Constance shut her eyes, touched a finger to her own lips as she might touch the mouth of a lover.
“‘His heart’s blood fell to Earth and bloomed as roses,”’ Alain added.
She looked at him, just a look, that was all. That gaze, met and answered, nothing more, until her expression shifted, grew puzzled, almost intimate, and she extended a hand and beckoned him closer. She sat in a chair at the rear of the wagon in which he had earlier seen her riding. Her breath fogged the cold air. When he stood next to her, she touched his cheek.

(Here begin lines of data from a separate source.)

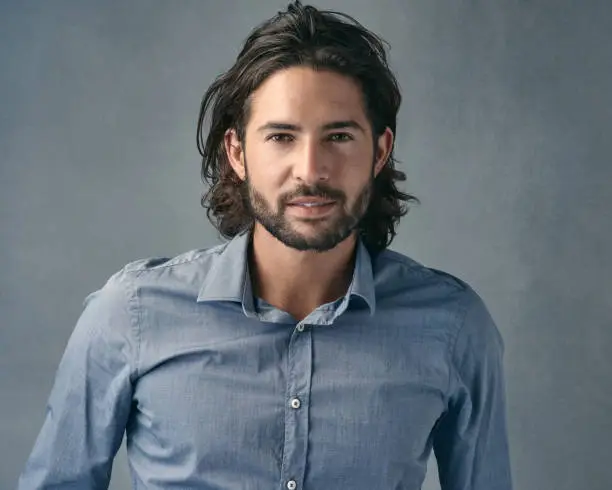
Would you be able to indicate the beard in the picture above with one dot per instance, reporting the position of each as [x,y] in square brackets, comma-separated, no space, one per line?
[327,233]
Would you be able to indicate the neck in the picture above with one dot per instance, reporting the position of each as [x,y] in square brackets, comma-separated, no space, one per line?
[298,282]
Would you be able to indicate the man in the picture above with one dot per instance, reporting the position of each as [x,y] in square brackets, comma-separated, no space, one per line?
[302,353]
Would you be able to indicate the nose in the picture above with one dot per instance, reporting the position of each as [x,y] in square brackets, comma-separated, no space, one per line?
[311,164]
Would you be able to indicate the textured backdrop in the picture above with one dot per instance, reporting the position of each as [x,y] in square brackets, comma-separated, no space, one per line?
[505,133]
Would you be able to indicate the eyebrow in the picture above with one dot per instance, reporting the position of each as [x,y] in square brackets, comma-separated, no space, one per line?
[349,123]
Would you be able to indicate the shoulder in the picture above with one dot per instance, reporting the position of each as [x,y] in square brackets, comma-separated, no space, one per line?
[396,271]
[402,279]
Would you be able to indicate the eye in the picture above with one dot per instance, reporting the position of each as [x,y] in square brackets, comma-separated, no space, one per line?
[340,137]
[280,138]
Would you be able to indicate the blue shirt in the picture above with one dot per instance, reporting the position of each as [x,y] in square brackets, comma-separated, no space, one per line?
[215,389]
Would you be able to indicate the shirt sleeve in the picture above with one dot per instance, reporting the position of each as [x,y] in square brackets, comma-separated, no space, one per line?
[470,439]
[90,400]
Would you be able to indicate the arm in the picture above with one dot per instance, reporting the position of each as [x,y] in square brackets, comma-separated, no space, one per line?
[470,439]
[90,400]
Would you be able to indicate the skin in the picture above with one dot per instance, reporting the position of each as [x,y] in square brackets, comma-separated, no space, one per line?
[297,145]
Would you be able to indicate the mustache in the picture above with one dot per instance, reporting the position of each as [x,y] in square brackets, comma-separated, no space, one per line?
[318,190]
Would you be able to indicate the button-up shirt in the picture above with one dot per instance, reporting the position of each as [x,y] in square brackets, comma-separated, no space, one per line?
[216,389]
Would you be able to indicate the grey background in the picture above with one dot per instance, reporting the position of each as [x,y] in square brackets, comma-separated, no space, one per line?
[505,133]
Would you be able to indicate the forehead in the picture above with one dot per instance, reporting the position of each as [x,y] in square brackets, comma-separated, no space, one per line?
[301,94]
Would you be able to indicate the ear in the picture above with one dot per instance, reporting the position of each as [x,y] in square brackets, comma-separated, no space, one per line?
[234,152]
[384,145]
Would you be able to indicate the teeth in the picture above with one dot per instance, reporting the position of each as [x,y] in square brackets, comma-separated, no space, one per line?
[312,204]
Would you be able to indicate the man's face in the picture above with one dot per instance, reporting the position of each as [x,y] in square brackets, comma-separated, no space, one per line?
[309,160]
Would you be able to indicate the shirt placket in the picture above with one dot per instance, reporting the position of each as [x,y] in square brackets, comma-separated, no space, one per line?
[297,404]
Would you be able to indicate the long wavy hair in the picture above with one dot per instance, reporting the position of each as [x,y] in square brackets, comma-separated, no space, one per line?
[322,40]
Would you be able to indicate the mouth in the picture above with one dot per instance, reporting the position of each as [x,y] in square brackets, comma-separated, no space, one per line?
[311,207]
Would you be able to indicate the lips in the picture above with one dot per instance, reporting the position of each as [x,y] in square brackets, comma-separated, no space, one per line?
[310,202]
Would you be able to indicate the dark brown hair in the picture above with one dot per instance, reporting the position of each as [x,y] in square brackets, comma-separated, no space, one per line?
[323,40]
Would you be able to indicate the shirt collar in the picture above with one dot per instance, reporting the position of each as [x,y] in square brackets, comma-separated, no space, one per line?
[228,278]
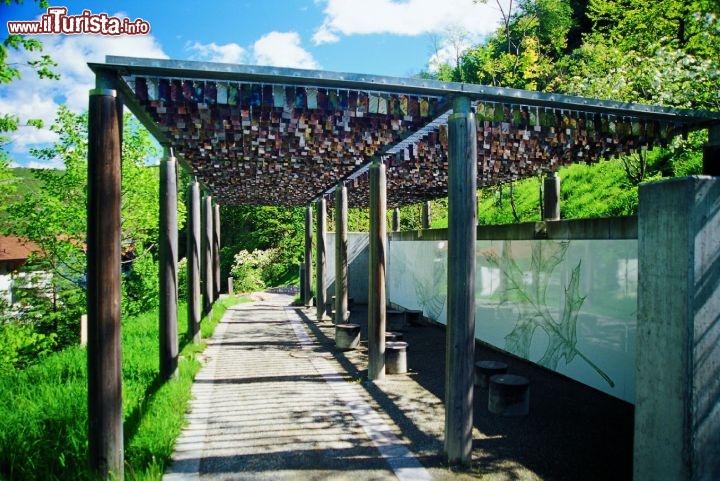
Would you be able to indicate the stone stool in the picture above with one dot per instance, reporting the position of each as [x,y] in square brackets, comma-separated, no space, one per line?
[396,357]
[347,336]
[509,395]
[485,369]
[393,336]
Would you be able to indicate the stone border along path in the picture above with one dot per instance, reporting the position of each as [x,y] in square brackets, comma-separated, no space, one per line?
[273,404]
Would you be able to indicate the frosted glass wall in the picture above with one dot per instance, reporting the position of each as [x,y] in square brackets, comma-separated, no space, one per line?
[567,305]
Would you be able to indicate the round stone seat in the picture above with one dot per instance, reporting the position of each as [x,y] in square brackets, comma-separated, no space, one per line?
[509,395]
[484,370]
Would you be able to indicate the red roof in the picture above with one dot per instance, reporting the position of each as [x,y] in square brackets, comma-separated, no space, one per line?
[13,248]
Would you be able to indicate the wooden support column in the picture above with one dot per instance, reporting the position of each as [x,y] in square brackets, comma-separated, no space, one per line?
[206,254]
[396,220]
[551,197]
[105,418]
[307,288]
[341,271]
[376,283]
[425,218]
[193,263]
[320,262]
[168,266]
[711,152]
[216,251]
[462,219]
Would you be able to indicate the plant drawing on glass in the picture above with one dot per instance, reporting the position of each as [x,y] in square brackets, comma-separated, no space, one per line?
[533,311]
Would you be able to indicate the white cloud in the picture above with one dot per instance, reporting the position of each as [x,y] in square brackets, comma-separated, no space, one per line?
[411,17]
[31,97]
[282,49]
[212,52]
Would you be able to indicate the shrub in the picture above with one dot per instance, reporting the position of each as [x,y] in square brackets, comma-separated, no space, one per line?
[251,270]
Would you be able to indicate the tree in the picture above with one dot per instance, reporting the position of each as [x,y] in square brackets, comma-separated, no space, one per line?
[55,217]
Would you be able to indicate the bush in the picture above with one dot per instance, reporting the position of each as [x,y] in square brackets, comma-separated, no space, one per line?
[251,270]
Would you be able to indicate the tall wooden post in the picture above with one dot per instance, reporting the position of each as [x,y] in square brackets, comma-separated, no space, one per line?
[206,259]
[168,266]
[193,263]
[376,283]
[462,219]
[216,251]
[551,197]
[425,217]
[307,292]
[320,263]
[711,152]
[341,271]
[105,418]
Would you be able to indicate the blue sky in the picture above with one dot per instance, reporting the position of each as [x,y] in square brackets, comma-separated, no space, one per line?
[381,37]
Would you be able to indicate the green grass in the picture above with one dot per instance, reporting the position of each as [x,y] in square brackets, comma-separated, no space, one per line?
[43,409]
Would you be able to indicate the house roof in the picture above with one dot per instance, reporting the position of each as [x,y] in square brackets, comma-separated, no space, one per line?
[286,137]
[13,248]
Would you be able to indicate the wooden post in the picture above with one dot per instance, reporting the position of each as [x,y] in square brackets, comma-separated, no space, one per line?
[341,271]
[425,218]
[193,263]
[551,197]
[206,248]
[307,293]
[168,266]
[376,283]
[711,152]
[462,219]
[320,264]
[216,251]
[105,418]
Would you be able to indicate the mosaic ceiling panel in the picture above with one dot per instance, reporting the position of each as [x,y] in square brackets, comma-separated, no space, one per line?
[285,137]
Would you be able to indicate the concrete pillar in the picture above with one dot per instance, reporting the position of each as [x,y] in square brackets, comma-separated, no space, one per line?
[216,251]
[711,152]
[460,338]
[677,400]
[168,267]
[193,263]
[206,253]
[376,282]
[341,270]
[307,292]
[551,197]
[105,418]
[425,217]
[320,261]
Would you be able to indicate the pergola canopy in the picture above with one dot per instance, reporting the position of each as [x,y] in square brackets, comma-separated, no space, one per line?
[285,137]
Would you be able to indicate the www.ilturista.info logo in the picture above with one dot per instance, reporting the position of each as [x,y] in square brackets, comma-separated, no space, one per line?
[57,21]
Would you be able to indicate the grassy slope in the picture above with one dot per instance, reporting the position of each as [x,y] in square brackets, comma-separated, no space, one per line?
[43,409]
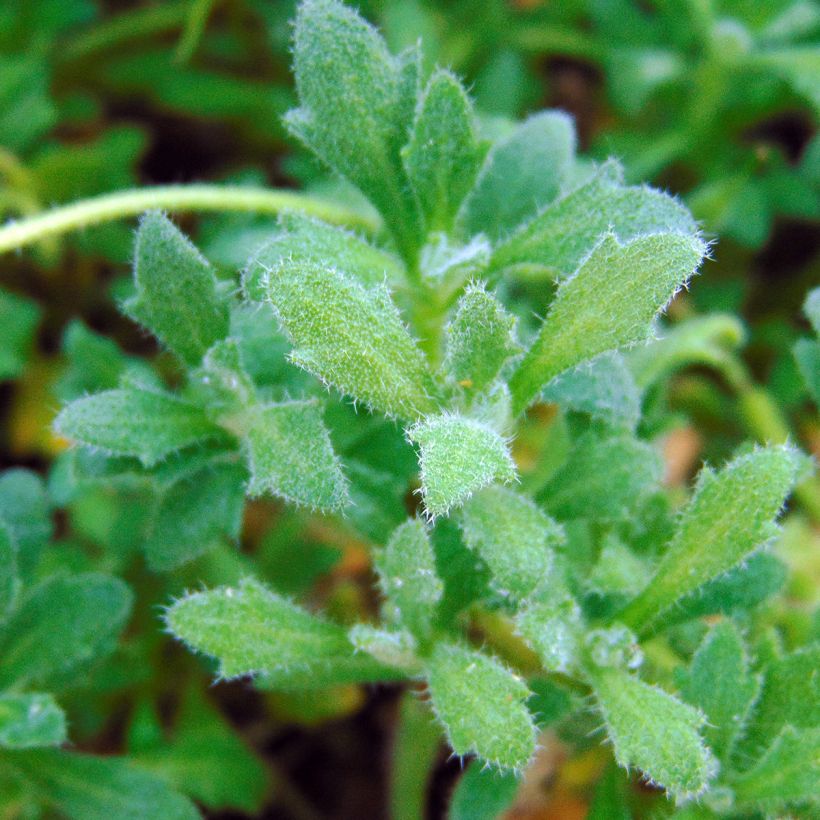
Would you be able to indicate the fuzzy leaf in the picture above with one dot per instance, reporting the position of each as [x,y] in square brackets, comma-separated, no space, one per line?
[720,684]
[70,620]
[562,234]
[731,513]
[351,337]
[176,296]
[608,303]
[481,704]
[654,731]
[28,721]
[513,536]
[458,456]
[444,154]
[290,455]
[148,425]
[523,172]
[408,578]
[480,338]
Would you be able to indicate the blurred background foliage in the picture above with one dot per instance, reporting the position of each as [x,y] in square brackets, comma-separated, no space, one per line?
[715,101]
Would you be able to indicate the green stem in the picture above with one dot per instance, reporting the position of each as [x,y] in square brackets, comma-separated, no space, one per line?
[110,207]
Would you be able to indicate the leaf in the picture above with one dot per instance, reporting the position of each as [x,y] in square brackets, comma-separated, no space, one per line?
[513,536]
[251,630]
[608,303]
[720,684]
[480,338]
[481,704]
[290,455]
[176,295]
[351,337]
[731,513]
[443,155]
[356,103]
[84,787]
[564,232]
[654,731]
[458,456]
[523,172]
[131,421]
[63,624]
[408,578]
[28,721]
[787,773]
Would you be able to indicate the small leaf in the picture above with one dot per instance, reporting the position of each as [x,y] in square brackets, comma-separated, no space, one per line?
[351,337]
[654,731]
[290,455]
[608,303]
[481,704]
[71,620]
[731,513]
[480,338]
[408,578]
[719,683]
[176,296]
[523,172]
[134,422]
[444,154]
[513,536]
[28,721]
[458,456]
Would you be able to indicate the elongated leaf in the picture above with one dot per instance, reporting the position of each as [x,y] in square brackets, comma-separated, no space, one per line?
[513,536]
[481,704]
[523,172]
[654,731]
[444,154]
[176,291]
[351,337]
[84,787]
[458,456]
[65,623]
[731,513]
[134,422]
[290,455]
[608,303]
[28,721]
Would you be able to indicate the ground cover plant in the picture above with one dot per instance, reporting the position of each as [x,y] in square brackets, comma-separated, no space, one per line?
[455,369]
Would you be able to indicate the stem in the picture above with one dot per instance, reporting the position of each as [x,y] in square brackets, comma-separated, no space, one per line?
[110,207]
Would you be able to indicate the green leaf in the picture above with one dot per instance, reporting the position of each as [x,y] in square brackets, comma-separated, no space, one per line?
[28,721]
[251,630]
[176,299]
[64,624]
[523,172]
[720,684]
[564,232]
[482,706]
[131,421]
[731,513]
[608,303]
[84,787]
[356,103]
[444,154]
[290,455]
[19,318]
[788,772]
[654,731]
[351,337]
[480,338]
[513,536]
[408,578]
[458,456]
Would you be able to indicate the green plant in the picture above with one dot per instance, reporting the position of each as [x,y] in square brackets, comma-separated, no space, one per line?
[544,575]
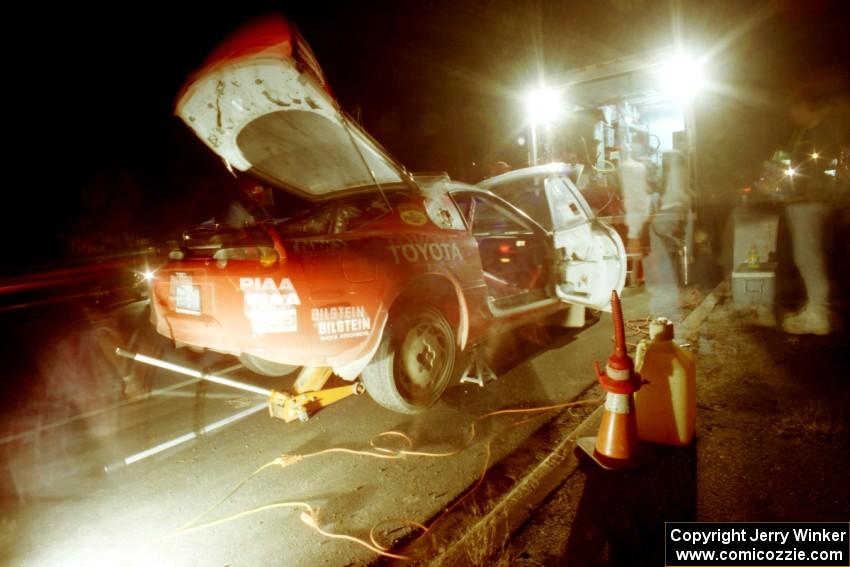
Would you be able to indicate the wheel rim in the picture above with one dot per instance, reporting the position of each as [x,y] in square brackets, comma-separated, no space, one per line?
[423,361]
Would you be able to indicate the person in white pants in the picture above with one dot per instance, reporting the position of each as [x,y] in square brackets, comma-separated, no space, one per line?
[807,224]
[816,149]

“You are marked as with a rose,” she said. “A curious birthmark. I’ve never seen such a one before.”
“It is not a birthmark but the memory of a false oath,” he said. “It serves to remind me of my obligation, something I cannot see except in the faces of other human beings.”
“Who are you?” she asked him, and looked at Baldwin as if for an answer, but Baldwin did not speak. He was staring at the sky and he raised a hand and pointed.
“Is that the sun? See there. It’s almost gone below the trees, but it has a bluish cast. As though haze screens it, not clouds.”
First a soldier turned, then an elderly woman. Others, facing west like the biscop and Lord Baldwin, raised hands in supplication. A flood of crying and rejoicing lifted from the assembled cavalcade as a covey of quails flush in a rush of wings up from the brush.